Wednesday, 31 August 2016

teaching - How to motivate students to debug their work independently


For the last few semesters, I have taught a graduate-level course (mixture of Master's and PhD students) that has a very substantial data analysis component in which every assignment involves analyzing data based on what was covered in the prior 1-2 week's worth of lectures. The prerequisite is my university's introductory statistics course, which teaches students basic statistics (t-tests, z-tests, linear regression, etc). We recommend a particular statistical language to use and provide coding suggestions in that language, but students are also free to use whatever they feel most comfortable using.


Increasingly, I am finding that students in the course rely on me to solve every coding error or problem they encounter, and in many cases, the top hit of a Google search for the error/problem suggests more or less what I would have as well.

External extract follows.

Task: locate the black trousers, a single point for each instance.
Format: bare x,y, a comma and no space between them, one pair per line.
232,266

Some students are "repeat offenders" in that even when I show them how to use Google to look for debugging help, they still come to me with Google-able questions.


I want to be sympathetic to students who may not have much statistical computing experience beyond the introductory statistics course we teach, but at the same time, I feel that graduate-level students need to be able to solve these sorts of questions on their own. In my field, you cannot survive without knowing how to write code to analyze data, and part of that is knowing how to debug your code when inevitable errors/bugs arise.


Has anyone run into this sort of issue before, and what, if anything, helped?